Perspectives for crop health management
This is the first study pointing out that mixing close relatives enhances crop health, even without priming, by using root chemical signalling. Interestingly, this imaginative experimental design revealed that an underlying communication between healthy kin plants, even if weak, may enhance the population’s health, by modulating a complex network of interactions (Liu et al., 2020). This is a key finding to avoid confusion of effects when setting up experimental designs involving inter- and intraspecific mixtures under multistresses (Landi, 2020). Furthermore, it opens up the way to search for new chemical traits, based on early plant–plant recognition, for assembly of varieties.

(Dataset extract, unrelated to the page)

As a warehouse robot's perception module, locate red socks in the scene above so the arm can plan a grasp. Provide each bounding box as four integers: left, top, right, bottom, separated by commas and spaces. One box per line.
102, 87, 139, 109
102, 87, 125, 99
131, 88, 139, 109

This study nevertheless raises some questions. (i) If belowground signals or cues were clearly involved, aerial VOCs may also interplay (Ninkovic et al., 2021), which the experimental design did not show, preventing pathogen but not VOC movements. (ii) Short-term responses to mixtures may be relayed by longer term soil microbiome changes (Rolfe et al., 2019; Benevenuto et al., 2020). (iii) The variety relatedness, which is usually high (Grettenberger and Tooker, 2015), was not examined, although it is key information for the future assembly of varieties, even susceptible ones (Gibson and Nguyen, 2020). This last point particularly challenges the link with agricultural practices that largely use complementary resistance profiles in mixtures (Barot et al., 2017). More generally, (iv) these effects must be confirmed under natural conditions, with varietal mixtures subjected to multiple stresses: climate (Berens et al., 2019; Benevenuto et al., 2020), soil and its biotic history (Sharifi and Ryu, 2021), nutrition (Landi, 2020; Liu et al., 2020) and/or pests (Liu et al., 2020), which all interact with immunity towards a given outcome.
This study provides a renewed insight into interactions between closely related plants, putting forward an underlying mechanism of ecosystem resilience that future research has to investigate in more depth for further applications in agroecology.